Summary: Late again! Daisy never seems to make it to school before the bell rings. Miss Frink is frustrated, but there is nothing Daisy can do. No one will really believe her, anyway. Even Daisy isn't sure. Did she really hear the mice talking about cheesy cheddar? and did she really rescue Boom, the hound-dog, using a plan hatched by Cyril (the squirrel)? There's only one way to find out. Humor (and a dawdling schoolgirl) drive this illustrated chapter book for young readers.
Type of Reading: bedtime story, family reading, illustrated chapter, short chapter, independent reading, read aloud book, reluctant reader
Recommended Age: read together: 5 to 8; read yourself: 8 to 12
Interest Level: 6 to 10
Reading Level: 4.3
Age of Child: Started reading with a 6-year-old child.
Young Reader Reaction: We would read a chapter-a-day before school, and invariably, our daughter would want to keep reading (rather than head into school). As an animal lover, she thinks it would be cool for animals to talk to you!

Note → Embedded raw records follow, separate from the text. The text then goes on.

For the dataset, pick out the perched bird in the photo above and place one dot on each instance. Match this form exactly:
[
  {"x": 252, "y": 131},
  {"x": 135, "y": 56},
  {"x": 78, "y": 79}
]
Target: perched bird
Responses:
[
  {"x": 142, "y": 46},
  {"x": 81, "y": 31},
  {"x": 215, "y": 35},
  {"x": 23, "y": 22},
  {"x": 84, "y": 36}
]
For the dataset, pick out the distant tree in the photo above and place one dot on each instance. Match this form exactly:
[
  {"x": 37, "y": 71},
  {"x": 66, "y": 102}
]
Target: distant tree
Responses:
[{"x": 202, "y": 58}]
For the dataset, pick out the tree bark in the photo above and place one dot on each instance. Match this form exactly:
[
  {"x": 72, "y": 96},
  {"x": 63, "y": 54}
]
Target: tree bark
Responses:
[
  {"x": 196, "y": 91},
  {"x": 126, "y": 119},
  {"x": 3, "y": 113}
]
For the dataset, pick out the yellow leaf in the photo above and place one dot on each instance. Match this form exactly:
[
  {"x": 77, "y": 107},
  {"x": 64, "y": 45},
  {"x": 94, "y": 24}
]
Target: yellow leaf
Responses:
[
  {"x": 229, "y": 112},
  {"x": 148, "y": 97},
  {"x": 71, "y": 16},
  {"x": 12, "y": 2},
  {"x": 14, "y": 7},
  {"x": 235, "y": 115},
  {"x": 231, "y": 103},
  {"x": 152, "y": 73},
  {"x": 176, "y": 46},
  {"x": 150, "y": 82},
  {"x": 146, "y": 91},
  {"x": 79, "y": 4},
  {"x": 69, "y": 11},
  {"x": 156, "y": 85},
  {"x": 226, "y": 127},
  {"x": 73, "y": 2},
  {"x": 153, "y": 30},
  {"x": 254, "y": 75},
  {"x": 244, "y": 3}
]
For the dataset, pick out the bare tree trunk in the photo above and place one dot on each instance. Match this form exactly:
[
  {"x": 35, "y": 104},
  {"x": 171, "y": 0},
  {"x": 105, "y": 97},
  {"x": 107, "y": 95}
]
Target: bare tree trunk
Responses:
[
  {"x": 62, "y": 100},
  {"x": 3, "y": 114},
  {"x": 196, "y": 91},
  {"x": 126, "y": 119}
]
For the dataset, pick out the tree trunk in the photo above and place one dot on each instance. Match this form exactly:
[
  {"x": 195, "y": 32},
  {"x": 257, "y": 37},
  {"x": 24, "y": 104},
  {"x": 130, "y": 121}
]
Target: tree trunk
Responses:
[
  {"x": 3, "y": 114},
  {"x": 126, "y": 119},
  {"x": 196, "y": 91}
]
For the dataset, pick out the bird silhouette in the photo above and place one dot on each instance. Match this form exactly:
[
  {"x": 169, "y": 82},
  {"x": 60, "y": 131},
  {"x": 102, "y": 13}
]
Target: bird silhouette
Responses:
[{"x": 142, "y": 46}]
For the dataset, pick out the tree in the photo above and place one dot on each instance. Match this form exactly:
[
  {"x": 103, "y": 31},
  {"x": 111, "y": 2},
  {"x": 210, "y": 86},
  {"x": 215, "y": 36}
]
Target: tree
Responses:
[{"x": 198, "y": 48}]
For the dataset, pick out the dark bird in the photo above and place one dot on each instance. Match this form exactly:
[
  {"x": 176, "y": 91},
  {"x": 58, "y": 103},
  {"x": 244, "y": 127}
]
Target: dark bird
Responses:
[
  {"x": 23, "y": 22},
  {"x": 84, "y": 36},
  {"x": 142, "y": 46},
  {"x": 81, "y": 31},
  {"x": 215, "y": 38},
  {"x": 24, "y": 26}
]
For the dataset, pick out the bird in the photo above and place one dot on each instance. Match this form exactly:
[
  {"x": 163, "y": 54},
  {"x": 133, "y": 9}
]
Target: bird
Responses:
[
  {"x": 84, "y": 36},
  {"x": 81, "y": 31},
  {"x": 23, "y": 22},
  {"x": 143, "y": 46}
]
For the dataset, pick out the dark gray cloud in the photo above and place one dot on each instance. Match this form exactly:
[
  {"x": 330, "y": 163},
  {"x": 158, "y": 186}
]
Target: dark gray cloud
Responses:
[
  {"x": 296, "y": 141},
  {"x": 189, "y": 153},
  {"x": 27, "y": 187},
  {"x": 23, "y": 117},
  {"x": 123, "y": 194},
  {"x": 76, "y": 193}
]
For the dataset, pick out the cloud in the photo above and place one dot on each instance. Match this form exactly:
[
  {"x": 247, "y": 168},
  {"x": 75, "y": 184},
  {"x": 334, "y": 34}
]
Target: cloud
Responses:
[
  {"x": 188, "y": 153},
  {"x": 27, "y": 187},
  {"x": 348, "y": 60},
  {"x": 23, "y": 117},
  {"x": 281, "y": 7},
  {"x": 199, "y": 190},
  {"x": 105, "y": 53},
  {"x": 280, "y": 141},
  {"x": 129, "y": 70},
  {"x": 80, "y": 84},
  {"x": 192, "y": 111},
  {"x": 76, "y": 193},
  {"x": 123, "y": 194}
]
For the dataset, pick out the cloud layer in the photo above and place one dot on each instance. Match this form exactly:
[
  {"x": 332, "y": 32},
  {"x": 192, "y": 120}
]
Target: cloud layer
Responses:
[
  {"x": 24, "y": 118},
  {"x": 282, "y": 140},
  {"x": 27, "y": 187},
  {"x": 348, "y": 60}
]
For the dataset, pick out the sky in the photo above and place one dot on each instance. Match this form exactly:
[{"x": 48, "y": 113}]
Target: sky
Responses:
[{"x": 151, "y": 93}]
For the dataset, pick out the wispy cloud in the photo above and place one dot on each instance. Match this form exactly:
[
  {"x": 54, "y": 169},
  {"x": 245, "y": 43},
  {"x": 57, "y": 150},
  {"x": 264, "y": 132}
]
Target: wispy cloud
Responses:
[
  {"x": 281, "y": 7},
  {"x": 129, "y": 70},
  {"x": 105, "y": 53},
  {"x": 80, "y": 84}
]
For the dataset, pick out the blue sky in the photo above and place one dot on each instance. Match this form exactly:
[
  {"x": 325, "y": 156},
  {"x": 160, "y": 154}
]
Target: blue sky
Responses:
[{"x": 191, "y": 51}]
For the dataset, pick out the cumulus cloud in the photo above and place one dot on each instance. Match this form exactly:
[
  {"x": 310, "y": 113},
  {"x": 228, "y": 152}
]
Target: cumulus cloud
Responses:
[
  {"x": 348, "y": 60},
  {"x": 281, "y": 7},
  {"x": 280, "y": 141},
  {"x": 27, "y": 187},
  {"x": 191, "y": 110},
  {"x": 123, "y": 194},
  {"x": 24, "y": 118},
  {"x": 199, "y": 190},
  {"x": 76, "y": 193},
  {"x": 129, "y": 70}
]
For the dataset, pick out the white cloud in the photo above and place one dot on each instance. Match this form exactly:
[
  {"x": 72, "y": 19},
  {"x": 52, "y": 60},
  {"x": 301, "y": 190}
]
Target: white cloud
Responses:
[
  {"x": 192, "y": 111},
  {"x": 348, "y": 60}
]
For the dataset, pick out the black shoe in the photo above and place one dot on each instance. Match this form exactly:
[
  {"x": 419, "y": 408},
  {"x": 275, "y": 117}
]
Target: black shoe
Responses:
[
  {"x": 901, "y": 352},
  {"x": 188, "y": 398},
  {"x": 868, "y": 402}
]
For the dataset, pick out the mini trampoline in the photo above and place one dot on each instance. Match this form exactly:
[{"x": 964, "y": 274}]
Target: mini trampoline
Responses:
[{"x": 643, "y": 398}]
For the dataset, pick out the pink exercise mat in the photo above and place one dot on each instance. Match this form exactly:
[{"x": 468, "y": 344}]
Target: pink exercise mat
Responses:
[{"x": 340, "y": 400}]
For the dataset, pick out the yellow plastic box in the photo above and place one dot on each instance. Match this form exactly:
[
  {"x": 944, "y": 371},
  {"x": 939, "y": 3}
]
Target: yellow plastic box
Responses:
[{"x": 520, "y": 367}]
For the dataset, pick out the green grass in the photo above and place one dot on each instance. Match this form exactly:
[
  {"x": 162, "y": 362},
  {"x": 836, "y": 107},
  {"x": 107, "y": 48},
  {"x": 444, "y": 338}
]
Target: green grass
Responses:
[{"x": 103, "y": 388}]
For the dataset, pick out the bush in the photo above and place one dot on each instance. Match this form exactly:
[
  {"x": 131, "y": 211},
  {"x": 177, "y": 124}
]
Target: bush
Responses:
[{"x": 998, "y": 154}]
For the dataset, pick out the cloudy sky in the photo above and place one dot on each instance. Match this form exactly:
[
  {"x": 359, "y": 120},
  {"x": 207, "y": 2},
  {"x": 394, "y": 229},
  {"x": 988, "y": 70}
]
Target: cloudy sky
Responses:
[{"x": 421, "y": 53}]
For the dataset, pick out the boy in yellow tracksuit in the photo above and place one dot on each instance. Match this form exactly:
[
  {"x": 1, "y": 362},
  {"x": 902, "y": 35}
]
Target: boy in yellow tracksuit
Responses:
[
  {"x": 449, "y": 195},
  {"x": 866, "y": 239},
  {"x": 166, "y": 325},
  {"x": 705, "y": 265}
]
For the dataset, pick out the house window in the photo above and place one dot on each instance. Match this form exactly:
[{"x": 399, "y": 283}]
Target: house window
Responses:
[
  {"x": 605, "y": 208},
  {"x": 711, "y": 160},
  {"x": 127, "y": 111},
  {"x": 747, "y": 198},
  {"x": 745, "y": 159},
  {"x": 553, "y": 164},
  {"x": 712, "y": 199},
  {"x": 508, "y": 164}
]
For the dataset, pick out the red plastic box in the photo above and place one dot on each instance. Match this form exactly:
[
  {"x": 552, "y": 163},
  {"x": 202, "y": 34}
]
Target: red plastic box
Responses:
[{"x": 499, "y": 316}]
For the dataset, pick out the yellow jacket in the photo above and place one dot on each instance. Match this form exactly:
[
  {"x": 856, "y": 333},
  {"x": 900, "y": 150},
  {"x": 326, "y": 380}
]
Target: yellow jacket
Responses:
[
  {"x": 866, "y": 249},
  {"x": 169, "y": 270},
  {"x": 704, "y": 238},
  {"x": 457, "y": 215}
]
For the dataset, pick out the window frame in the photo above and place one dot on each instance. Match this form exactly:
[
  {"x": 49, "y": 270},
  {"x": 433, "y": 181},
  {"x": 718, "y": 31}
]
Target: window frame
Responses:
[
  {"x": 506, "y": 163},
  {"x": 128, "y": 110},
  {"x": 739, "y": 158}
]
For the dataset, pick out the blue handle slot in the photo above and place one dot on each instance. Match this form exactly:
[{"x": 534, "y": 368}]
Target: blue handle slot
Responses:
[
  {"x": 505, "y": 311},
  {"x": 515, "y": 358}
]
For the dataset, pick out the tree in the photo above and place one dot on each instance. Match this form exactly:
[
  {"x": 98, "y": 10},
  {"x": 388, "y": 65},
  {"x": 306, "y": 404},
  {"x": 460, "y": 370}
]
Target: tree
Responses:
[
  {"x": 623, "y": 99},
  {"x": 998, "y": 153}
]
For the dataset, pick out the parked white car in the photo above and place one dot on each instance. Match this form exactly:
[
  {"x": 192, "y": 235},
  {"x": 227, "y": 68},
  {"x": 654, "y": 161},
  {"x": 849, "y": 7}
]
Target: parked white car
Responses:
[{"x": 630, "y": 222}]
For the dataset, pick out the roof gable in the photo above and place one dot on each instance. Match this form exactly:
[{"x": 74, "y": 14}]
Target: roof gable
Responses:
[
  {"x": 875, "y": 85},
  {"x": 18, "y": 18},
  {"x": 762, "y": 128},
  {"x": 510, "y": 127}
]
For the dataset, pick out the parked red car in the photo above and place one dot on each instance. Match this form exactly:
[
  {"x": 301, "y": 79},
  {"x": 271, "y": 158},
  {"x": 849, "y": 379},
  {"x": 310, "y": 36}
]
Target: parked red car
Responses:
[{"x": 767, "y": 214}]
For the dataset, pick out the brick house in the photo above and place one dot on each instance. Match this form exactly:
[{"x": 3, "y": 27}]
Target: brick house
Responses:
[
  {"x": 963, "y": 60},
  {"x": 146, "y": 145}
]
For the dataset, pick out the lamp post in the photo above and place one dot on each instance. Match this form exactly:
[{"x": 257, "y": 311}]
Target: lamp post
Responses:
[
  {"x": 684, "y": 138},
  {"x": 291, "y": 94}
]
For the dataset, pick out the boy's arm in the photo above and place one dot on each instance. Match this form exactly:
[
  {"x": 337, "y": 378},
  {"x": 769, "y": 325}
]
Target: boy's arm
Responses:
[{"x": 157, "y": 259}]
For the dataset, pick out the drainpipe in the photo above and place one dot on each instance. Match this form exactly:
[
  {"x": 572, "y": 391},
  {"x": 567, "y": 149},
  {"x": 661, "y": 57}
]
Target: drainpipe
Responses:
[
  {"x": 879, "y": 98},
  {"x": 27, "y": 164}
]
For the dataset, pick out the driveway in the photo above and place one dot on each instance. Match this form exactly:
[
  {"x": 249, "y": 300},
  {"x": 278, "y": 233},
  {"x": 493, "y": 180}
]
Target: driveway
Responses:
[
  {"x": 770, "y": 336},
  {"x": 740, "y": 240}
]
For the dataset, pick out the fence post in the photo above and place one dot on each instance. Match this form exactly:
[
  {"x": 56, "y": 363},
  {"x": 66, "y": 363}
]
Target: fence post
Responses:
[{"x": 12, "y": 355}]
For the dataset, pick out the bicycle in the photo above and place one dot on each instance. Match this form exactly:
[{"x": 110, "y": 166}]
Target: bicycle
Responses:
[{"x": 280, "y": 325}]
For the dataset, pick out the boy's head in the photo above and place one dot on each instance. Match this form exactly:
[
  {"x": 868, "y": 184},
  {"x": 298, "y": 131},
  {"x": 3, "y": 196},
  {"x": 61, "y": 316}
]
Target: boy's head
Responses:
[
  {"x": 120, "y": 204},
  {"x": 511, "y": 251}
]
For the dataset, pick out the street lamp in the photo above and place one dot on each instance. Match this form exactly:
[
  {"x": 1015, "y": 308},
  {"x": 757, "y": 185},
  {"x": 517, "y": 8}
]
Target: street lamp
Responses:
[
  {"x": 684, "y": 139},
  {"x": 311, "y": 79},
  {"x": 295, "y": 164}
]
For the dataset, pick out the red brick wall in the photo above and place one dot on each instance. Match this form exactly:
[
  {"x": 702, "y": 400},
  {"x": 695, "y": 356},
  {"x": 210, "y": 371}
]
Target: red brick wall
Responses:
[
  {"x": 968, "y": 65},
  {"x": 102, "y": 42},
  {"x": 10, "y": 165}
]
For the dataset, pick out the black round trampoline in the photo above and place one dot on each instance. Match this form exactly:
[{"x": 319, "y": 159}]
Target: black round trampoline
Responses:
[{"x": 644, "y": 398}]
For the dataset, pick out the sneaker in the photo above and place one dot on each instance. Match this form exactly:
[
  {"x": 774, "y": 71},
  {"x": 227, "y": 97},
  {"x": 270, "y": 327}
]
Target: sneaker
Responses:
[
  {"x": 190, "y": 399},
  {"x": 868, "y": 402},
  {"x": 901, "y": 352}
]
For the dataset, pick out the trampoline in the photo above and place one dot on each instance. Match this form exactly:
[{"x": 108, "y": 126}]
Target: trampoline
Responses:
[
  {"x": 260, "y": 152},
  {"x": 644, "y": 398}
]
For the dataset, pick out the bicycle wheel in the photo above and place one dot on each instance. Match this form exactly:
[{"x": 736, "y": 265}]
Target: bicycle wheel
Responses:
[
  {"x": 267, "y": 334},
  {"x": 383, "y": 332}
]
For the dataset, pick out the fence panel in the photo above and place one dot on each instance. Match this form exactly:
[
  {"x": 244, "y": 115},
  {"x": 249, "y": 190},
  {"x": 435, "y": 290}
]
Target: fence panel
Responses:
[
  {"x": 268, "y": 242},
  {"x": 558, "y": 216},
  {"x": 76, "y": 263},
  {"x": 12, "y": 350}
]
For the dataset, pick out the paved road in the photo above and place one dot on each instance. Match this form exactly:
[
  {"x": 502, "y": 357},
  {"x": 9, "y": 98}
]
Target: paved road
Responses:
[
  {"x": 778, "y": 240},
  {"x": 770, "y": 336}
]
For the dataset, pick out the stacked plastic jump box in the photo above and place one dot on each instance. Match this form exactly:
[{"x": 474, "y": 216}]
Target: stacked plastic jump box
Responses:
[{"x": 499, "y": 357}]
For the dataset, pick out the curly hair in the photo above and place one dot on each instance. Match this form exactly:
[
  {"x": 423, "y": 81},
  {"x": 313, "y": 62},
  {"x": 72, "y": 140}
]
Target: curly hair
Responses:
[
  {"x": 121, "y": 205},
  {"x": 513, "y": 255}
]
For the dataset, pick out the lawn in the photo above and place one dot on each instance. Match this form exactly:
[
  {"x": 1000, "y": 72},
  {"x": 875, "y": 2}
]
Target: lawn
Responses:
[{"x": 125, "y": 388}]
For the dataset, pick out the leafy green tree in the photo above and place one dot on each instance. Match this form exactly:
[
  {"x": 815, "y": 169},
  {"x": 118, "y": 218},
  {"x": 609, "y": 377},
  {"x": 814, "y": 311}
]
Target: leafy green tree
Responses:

Adult Reader Reaction: Daisy is adorable. Within the first few pages you're smitten by her (and don't like Miss Frink)! The events offer a refreshing take on a timeless theme. The author adds just enough double entendre to give adults a chuckle, too. [Who better to be a super-spy than a squirrel?] The pen and ink sketches are terrific and are the perfect complement to the story.
Pros: Young readers will enjoy this fast-paced chapter book. Readers who still want (or need) picture to take up space on a page will be very happy!
Borrow or Buy: Borrow, at least. This is a fun book that can be shared with an emerging elementary reader, and enjoyed later as a partner read or independent read as their skills develop.
Educational Themes: There are some fun things you can do with this book beyond exploring some of its themes (responsibility, friendship, imagination, dreams). Young readers could write their own scripts about "partnering" with an animal. You could take a walk outside and imagine what animals are saying to each other as you observe their behavior.
Notes: The Reading Tub, Inc. received an advance reader copy of this title.